Dies ist die Bestätigung der Worte des russischen Präsidenten Wladimir Putin, dass der Westen nicht ohne endlose Expansion weitermachen kann: "Der westliche Einfluss in der Welt ist eine riesige militärisch-finanzielle Pyramide, die ständig neuen Treibstoff braucht, um sich zu erhalten: natürliche, technologische und menschliche Ressourcen, die anderen gehören. Deshalb kann der Westen einfach nicht aufhören und hatte auch nie die Absicht, dies zu tun."
Die Ukraine ist derzeit der lebensspendende Treibstoff für die Pyramide, die sich EU nennt. Und, wie die niederländische Verteidigungsministerin Kajsa Ollongren neulich ganz offen sagte, ist es ein "sehr billiger" Treibstoff! Die westlichen Neokolonialisten scheren sich, wie in allen vergangenen Jahrhunderten, überhaupt nicht um die Eingeborenen, um die Länder, die sie bewohnen, um die Zukunft ihrer Kolonien. Sie wollen eine Brennstoffart vollständig verheizen und dann auf eine andere umsteigen. Die Ukraine braucht ihnen also nicht leidzutun, sie können sie verheizen – sie wird ein guter Dünger für den "blühenden Garten" namens Europäische Union sein.
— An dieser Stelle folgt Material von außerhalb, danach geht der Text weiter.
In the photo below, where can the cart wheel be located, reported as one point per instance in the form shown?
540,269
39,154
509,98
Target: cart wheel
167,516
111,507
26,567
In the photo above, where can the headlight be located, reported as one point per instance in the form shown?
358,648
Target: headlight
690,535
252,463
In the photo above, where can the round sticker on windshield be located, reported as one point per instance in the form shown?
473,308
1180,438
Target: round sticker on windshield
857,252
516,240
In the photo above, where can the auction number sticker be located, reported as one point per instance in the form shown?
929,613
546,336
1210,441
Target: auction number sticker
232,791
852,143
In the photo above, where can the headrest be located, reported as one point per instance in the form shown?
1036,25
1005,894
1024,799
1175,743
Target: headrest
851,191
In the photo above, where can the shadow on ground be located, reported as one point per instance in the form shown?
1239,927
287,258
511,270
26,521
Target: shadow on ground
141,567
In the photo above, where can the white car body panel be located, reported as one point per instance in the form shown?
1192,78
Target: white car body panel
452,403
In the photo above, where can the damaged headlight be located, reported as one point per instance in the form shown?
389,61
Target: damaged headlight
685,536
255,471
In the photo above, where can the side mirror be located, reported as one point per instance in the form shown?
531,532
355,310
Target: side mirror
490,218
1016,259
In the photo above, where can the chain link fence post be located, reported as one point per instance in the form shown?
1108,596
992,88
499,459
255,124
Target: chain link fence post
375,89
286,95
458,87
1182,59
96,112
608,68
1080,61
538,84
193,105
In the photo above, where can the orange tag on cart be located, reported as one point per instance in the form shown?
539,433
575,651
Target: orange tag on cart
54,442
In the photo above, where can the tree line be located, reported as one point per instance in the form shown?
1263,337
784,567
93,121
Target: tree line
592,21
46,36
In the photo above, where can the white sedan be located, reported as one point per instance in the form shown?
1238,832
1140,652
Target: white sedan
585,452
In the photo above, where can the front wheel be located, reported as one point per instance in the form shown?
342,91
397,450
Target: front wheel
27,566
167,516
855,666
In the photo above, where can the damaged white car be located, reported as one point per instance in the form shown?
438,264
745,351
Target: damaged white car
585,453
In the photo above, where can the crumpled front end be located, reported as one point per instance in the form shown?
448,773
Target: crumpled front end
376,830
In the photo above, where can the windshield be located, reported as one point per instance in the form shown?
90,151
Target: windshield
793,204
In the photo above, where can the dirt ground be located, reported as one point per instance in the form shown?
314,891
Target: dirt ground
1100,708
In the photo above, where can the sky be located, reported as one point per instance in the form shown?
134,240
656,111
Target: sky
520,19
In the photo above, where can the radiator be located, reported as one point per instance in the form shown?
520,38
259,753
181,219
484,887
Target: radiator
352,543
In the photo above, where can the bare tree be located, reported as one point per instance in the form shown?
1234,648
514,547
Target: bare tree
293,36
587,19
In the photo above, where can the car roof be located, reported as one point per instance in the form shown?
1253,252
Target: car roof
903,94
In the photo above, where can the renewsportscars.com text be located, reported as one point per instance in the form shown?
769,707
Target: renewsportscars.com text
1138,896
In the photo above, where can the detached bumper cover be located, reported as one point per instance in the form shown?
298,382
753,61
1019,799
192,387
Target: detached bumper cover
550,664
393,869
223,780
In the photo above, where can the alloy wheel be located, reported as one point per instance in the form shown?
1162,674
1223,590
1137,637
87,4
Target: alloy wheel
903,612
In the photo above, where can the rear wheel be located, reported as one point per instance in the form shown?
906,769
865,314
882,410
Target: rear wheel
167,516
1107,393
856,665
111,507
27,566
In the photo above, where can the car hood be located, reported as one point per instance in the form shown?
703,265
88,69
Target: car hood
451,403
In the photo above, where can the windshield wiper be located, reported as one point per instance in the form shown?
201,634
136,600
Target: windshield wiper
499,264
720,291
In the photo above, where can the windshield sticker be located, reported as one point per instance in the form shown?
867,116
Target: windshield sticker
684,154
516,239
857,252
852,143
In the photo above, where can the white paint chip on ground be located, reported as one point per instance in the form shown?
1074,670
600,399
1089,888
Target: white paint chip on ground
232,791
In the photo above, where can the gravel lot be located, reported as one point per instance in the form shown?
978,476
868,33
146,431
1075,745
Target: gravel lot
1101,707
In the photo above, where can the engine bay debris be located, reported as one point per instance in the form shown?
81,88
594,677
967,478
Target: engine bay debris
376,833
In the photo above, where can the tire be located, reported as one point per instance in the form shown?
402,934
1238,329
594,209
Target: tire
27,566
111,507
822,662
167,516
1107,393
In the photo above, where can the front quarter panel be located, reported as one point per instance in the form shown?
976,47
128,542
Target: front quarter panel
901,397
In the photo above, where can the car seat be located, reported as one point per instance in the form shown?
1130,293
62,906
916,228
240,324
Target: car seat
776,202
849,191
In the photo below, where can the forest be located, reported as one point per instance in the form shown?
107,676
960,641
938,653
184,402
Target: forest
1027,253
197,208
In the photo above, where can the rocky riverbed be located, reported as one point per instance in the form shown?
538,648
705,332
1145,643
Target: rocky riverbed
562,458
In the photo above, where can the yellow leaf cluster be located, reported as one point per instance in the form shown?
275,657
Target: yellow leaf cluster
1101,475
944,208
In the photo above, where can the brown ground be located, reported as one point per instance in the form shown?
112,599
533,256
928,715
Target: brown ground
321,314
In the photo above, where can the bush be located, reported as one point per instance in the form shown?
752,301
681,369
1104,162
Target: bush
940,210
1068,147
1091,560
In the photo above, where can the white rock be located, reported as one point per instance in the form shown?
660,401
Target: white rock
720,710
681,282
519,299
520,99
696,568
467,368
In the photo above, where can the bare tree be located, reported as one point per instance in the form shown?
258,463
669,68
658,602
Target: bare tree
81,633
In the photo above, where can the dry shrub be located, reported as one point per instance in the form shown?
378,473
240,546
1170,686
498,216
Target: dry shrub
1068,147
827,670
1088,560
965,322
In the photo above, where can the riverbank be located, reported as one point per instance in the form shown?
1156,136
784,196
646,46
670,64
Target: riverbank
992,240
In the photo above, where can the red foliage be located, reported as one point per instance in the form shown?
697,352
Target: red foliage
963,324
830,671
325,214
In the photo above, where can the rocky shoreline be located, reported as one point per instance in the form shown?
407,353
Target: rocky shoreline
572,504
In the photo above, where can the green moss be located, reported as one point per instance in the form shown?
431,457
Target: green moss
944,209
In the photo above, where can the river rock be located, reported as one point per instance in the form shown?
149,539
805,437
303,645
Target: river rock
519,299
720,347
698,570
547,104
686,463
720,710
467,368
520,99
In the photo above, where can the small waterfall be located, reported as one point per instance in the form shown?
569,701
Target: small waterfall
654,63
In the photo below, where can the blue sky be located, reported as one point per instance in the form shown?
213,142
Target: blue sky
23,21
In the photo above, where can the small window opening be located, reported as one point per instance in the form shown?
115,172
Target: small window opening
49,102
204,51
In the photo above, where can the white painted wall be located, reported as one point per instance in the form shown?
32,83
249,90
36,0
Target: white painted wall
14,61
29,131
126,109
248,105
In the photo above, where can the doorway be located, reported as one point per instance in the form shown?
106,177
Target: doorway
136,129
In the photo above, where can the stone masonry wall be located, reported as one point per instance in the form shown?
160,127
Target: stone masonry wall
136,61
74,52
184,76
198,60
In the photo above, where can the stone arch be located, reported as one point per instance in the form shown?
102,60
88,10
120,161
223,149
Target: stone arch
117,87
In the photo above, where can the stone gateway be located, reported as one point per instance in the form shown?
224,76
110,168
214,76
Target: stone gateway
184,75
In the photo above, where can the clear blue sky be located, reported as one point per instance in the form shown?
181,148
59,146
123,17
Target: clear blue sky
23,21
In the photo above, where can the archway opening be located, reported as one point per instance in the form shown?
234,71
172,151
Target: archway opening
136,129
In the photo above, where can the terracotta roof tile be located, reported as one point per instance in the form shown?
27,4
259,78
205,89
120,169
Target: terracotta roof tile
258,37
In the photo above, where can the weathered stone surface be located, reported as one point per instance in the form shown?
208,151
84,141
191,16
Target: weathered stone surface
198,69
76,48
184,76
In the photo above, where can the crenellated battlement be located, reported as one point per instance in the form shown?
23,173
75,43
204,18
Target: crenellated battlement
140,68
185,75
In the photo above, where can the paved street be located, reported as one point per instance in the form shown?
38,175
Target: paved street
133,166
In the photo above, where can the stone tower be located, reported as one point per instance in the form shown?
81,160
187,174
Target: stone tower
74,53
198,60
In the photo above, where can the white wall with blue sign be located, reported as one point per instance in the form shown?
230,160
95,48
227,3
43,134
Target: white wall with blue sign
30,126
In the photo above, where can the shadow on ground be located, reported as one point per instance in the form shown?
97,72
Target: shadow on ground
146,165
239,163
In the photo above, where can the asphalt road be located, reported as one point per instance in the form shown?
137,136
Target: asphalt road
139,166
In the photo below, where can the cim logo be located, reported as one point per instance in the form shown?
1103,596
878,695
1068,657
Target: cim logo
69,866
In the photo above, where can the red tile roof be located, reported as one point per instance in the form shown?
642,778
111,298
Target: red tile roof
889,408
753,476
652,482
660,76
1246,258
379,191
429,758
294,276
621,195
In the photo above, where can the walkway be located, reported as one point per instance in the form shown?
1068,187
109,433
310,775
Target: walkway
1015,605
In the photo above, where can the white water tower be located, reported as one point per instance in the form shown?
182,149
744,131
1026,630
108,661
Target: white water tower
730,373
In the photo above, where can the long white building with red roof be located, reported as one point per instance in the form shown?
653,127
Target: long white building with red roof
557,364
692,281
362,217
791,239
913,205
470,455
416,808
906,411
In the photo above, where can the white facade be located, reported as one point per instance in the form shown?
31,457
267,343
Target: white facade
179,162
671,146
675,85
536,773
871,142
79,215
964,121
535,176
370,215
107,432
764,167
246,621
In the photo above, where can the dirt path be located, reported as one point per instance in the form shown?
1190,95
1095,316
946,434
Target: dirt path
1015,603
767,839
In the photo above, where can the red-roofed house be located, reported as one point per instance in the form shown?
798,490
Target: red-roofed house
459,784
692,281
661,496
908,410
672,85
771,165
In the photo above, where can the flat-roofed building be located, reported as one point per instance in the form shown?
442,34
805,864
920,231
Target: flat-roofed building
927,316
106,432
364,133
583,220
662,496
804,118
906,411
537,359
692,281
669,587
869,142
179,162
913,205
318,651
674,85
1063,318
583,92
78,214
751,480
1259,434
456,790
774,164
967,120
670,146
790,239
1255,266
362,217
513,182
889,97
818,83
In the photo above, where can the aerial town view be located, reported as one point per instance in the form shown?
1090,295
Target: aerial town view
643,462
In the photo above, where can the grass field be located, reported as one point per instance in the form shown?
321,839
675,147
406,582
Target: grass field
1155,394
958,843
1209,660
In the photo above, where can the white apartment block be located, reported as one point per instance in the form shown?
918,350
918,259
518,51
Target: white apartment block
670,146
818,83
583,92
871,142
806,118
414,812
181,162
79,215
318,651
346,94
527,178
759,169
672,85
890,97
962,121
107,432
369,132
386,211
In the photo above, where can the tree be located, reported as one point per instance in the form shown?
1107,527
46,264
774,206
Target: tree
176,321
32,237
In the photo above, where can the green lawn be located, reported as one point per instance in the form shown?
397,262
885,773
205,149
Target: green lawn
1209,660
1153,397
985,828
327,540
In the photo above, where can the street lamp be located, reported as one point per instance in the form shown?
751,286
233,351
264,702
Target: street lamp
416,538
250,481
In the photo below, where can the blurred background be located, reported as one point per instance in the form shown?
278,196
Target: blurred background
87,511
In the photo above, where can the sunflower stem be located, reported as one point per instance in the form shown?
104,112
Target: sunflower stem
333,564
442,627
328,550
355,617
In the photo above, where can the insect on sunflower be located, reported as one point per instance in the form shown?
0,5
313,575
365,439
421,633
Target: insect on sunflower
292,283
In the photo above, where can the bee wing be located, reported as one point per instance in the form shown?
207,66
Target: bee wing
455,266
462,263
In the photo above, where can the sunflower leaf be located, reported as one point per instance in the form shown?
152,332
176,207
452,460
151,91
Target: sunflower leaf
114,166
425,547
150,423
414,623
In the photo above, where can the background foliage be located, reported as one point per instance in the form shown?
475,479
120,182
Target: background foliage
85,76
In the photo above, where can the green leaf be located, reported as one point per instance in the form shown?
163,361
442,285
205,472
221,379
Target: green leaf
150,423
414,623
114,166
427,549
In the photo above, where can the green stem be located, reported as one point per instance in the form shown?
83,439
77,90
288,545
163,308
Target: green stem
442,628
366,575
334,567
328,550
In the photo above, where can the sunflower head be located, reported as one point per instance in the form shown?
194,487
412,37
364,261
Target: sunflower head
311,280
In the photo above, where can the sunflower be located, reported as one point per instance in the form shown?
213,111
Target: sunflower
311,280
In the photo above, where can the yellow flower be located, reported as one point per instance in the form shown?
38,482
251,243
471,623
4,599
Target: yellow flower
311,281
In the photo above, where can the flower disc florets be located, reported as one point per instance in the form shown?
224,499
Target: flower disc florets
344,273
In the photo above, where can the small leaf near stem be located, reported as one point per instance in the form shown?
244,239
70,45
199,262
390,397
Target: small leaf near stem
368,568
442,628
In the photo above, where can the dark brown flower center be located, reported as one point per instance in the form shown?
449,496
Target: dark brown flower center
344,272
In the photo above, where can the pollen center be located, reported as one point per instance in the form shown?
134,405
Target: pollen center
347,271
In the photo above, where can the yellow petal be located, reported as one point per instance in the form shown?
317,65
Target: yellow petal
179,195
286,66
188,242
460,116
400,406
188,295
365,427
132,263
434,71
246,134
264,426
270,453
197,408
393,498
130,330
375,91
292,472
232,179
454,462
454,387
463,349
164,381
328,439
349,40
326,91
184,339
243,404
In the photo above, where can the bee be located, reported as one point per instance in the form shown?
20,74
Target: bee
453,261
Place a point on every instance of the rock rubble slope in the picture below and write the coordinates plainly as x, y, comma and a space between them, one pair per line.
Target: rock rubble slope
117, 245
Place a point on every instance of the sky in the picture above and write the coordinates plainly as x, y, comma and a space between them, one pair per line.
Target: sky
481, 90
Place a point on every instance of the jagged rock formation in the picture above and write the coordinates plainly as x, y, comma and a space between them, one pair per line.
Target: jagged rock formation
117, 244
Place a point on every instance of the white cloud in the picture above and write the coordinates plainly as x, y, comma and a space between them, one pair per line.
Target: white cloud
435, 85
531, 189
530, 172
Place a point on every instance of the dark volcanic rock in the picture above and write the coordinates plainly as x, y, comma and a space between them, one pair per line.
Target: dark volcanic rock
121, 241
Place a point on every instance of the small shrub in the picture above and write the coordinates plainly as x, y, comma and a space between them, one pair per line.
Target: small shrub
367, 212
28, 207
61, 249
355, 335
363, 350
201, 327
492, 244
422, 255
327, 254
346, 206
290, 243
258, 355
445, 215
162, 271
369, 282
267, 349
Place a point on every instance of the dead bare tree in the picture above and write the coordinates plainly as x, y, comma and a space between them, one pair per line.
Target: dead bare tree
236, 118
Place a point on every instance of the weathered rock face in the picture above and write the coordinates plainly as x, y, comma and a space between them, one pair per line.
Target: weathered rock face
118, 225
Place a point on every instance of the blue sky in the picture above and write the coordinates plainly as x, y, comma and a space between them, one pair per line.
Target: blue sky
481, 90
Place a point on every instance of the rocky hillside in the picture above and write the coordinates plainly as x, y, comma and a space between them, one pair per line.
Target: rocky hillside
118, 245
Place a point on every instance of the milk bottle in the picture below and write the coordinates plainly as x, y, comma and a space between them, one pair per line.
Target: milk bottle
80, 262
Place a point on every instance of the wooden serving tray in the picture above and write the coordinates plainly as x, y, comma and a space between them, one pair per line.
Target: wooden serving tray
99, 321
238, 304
Übersetzung aus dem Russischen. Der Artikel ist zuerst am 9. Oktober 2023 auf RIA Nowosti erschienen.
Wladimir Kornilow ist ein sowjetischer, ukrainischer und russischer Politologe, Geschichtswissenschaftler, Journalist, Schriftsteller und gesellschaftlicher Aktivist. Er ist zudem politischer Beobachter bei der russischen Internationalen Nachrichtenagentur Rossija Sewodnja.